The technical analysis of commodities typically consists of examining charts that contain market trading information. This can include the volume of trade, past prices and any other phenomena seen in the market. Traders use these figures and mathematical equations to make estimates about the value of a market entity. The figures are constantly updated, usually via computer, so that all decisions that traders make are based on current information. Technical analysis of commodities does not include analysis of factors outside of market activity.
Many traders have access to computer screens that display technical information. Several of these systems are programmed so that they will automatically update when new data is available. This allows traders to make fast decisions with relevant information. Manual systems of tracking and analyzing the information also continue to be popular among traders.

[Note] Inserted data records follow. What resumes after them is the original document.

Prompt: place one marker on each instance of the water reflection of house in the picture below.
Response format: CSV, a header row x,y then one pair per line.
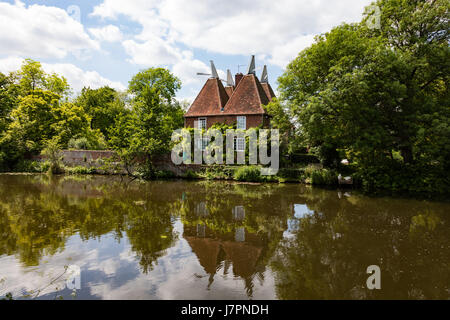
x,y
201,210
240,249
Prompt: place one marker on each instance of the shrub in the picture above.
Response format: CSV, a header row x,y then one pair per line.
x,y
303,158
164,174
289,174
79,144
27,166
80,170
52,151
190,175
317,176
248,173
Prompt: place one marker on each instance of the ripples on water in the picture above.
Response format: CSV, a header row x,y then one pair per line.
x,y
216,240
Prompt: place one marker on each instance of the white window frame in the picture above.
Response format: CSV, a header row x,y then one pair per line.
x,y
203,143
200,126
241,122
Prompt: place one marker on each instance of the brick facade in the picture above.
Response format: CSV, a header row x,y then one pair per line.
x,y
219,104
251,120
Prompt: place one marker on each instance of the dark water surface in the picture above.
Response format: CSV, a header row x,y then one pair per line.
x,y
216,240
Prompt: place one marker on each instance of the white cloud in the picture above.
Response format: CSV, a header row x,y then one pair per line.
x,y
154,51
109,33
76,77
41,31
277,29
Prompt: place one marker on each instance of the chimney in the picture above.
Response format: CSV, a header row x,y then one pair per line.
x,y
238,77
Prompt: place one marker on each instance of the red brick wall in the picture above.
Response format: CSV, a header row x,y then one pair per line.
x,y
252,120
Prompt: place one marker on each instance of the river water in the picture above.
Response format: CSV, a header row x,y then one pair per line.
x,y
215,240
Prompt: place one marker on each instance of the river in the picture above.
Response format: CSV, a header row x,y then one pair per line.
x,y
215,240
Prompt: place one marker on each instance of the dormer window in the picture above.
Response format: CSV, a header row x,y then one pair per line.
x,y
201,123
241,123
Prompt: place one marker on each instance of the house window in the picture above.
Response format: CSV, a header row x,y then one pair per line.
x,y
241,123
239,144
201,123
203,143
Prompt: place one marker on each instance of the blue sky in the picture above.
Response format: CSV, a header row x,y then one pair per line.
x,y
105,42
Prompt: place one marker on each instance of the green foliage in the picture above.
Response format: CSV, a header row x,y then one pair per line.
x,y
102,105
248,173
52,151
31,77
25,165
289,174
190,175
146,132
79,170
316,176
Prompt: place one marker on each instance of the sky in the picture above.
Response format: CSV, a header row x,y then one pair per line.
x,y
95,43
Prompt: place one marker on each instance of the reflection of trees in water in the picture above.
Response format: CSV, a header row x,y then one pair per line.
x,y
238,230
37,216
230,229
328,255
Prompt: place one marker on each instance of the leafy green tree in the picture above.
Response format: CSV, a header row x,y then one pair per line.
x,y
8,99
155,114
31,77
103,105
369,94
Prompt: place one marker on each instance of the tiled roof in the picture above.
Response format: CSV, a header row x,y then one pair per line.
x,y
268,90
211,99
229,90
247,98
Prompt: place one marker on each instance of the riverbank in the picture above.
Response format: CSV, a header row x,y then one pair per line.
x,y
312,175
216,240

Traders who engage in the technical analysis of commodities tend to believe that any information that is needed to make trading decisions can be found in market activity. They will not use other research or publications such as company earnings reports to make a decision. There is a wide array of charts and equations that can be used for technical analysis of commodities. A trader will use the information that is suited to the nature of the entity, and particularly whether it is a long-term or short-term trade.

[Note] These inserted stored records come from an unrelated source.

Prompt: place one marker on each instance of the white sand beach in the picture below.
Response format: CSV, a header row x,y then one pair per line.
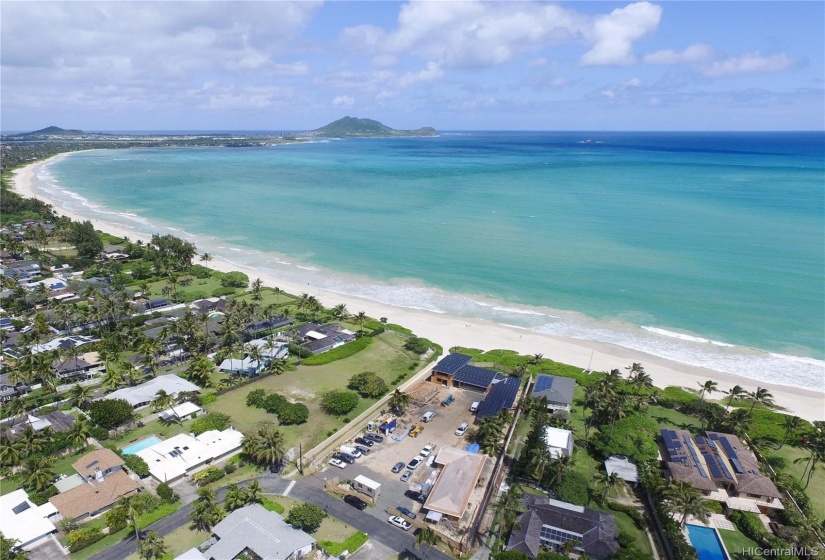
x,y
451,331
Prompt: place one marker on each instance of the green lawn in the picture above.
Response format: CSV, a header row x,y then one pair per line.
x,y
384,356
737,543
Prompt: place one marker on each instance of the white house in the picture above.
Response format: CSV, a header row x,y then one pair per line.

At the center of the technical analysis method is the argument that the beliefs and fears of the traders themselves often drive the market. This is why outside elements are considered to be irrelevant in forecasting market activity. There have been some arguments that the market and traders are too unpredictable for this system to work consistently.
The other common method of analyzing commodities is fundamental market analysis. Rather than relying on market statistics, it is a thorough analysis of all the major factors that affect the value of a security or stock. This method includes in depth research of thing such as the attributes and assets of the company as well as overall market conditions.
Technical analysis of commodities is a common choice of individual traders. This is primarily because they do not have the resources of the larger firms that make more complex fundamental market analyses. The system has been in use for several centuries. Some of the earliest uses of the discipline were in the Netherlands during the 17th century and in Japan during the 18th century.